RetrogradeMotion writes "The OSx86 Project is reporting on a hidden
message to hackers in Apple's new MacBook Pro. The new Intel-based OS X contains
a file named 'Dont Steal Mac OS X.kext' and is accompanied by the message,
'The purpose of this Apple software is to protect Apple copyrighted materials
from unauthorized copying and use.' The file is not present in either the
PowerPC version of OS X or the Intel version shipped to developers last year.
While Apple has sent messages
to hackers before, is this a tounge-in-cheek introduction to the anticipated (and hated) Trusted Platform Module? Is locking down OS X a strategic necessity or a missed opportunity?" Obviously a big maybe here, but a good story just the same.
OK I've asked a couple lawyers and they all seem to agree. If Apple sells their OS separately on their website (which they do)*. They can't legal say that you can only use their software their hardware.
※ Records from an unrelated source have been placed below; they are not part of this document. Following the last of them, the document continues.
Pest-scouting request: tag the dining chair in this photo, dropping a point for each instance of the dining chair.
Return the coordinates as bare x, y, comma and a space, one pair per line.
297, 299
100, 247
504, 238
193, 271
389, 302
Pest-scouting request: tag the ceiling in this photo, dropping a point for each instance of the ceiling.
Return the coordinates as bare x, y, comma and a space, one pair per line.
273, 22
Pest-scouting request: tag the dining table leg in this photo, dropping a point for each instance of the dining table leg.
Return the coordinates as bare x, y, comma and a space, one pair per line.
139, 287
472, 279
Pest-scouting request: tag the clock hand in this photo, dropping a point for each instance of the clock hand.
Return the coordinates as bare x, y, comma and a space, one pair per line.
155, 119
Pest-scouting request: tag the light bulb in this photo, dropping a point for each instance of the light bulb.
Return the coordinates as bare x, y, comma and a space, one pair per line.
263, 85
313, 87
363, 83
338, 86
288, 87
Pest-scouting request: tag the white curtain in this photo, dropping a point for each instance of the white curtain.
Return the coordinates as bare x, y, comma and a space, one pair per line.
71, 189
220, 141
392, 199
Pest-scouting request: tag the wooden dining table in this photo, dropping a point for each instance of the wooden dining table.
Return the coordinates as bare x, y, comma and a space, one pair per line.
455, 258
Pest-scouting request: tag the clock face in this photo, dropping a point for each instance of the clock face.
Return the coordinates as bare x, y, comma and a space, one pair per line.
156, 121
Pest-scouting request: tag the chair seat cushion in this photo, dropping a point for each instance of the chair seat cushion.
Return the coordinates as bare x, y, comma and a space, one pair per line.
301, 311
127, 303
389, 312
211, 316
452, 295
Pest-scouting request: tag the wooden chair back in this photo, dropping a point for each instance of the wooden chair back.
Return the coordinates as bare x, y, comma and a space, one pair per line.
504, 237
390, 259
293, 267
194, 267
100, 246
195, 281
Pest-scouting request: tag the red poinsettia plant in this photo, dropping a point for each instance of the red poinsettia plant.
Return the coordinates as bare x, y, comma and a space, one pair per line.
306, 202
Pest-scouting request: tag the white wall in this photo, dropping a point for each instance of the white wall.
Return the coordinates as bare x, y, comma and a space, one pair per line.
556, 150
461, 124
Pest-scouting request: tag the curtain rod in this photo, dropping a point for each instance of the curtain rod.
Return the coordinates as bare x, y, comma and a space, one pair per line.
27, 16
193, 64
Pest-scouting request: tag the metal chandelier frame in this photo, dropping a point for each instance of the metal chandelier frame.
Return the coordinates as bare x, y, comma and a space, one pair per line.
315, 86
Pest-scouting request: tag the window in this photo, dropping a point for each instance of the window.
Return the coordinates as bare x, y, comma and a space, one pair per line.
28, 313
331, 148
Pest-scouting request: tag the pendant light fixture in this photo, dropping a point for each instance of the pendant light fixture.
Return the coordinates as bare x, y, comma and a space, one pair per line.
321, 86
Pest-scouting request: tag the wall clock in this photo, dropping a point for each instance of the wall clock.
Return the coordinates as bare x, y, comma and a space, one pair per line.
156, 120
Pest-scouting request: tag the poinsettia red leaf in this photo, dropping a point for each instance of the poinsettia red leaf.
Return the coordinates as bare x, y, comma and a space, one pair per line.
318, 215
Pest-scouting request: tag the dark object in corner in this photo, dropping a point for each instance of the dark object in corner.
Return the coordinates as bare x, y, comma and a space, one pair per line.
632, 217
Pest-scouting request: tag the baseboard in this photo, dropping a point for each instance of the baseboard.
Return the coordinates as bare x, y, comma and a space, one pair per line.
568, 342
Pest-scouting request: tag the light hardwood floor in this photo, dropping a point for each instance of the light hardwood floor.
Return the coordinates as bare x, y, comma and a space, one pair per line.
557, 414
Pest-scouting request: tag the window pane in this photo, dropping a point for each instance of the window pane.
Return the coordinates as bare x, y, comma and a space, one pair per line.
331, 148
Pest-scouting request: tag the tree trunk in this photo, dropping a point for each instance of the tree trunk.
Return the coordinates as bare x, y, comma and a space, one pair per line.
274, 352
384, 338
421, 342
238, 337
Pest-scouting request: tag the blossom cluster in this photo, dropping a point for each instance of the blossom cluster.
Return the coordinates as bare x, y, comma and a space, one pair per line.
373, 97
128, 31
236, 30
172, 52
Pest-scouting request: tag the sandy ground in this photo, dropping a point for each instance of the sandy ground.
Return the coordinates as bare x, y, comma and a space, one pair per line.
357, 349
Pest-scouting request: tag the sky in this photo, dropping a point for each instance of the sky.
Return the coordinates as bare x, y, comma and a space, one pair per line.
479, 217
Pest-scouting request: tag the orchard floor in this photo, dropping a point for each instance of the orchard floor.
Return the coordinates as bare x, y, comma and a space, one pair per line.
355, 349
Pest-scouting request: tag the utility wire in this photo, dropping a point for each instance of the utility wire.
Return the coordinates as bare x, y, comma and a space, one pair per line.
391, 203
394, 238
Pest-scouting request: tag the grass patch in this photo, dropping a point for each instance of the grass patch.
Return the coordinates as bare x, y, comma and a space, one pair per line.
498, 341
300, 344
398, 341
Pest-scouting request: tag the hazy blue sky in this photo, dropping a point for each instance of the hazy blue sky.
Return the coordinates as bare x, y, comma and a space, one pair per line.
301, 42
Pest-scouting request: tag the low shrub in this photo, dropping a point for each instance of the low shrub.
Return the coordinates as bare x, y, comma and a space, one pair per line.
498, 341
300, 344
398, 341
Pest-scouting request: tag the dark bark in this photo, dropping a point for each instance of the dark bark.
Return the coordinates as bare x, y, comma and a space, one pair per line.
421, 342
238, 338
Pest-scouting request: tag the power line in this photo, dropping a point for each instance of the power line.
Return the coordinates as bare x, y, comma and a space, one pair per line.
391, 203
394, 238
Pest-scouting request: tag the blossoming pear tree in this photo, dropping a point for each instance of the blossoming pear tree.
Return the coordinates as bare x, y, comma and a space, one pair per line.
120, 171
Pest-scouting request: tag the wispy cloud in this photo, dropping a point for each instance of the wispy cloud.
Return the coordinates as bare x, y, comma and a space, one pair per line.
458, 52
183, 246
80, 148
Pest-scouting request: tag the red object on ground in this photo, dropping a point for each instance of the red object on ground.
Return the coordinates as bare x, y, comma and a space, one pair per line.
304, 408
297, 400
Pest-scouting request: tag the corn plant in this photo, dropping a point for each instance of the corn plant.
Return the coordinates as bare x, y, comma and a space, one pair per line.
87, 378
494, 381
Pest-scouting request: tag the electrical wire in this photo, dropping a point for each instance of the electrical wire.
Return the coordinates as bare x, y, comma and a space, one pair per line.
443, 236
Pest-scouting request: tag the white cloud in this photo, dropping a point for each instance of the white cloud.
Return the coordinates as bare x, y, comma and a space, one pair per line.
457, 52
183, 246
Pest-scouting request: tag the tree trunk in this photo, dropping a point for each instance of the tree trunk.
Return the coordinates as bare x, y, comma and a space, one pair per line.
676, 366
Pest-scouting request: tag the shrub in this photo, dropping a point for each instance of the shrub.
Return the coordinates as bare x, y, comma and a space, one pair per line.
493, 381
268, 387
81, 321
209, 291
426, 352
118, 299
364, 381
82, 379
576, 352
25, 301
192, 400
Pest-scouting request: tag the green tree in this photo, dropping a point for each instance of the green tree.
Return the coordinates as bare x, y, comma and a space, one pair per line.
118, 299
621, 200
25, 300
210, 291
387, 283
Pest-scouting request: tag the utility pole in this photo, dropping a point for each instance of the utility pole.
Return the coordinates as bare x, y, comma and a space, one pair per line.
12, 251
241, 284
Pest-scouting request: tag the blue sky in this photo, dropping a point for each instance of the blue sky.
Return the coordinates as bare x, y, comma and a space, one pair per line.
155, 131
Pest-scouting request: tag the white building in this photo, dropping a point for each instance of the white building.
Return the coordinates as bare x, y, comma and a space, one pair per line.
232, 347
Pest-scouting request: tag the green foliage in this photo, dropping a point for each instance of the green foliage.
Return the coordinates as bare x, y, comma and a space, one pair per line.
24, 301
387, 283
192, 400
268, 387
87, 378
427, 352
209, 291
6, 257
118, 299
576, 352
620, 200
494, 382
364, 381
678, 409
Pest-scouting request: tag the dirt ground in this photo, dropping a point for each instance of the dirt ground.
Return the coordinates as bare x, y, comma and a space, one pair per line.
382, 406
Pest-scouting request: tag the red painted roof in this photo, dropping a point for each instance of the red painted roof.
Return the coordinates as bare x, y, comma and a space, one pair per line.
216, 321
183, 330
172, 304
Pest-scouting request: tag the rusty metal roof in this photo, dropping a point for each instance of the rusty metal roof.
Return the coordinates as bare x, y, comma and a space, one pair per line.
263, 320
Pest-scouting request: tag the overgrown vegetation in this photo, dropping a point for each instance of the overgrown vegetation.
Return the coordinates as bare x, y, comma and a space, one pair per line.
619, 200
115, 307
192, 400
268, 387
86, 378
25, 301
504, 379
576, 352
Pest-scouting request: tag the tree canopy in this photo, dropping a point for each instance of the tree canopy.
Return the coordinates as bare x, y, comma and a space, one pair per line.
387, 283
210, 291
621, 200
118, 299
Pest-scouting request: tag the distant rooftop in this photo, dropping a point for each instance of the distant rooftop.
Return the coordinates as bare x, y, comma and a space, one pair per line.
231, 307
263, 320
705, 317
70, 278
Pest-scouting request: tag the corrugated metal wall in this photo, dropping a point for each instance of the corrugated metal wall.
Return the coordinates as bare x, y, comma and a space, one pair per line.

The other side of course is you need to break the DMCA to use it on any other hardware. I'd really like to see someone challege Apple in court. I don't think they can legally say you can buy their OS, but can only use it on their hardware.
* Currently, they only sell the PPC version, but let's assume they'll offer the next release to Intel Mac users.
I don't think that's true. I believe ISA was simply reverse engineered, I don't think it was ever licensed by anybody. That was the whole point to the PS/2 and the Micro Channel architecture... it was something IBM actually owned and COULD license. They had this vision of a piece of every PC out there, but MCA was complex, expensive to implement, and then expensive to license on top of that. So, for the most part, the industry just went around them, with EISA (never broadly taken up), VESA Local Bus for graphics, and then eventually PCI. Micro Channel died a quiet death.
I don't think anyone has ever attempted to license VGA, either. NVidia and ATI license out their modern 3D chips to third parties, but basic VGA functionality is, to my best knowledge, a completely free specification, and always has been.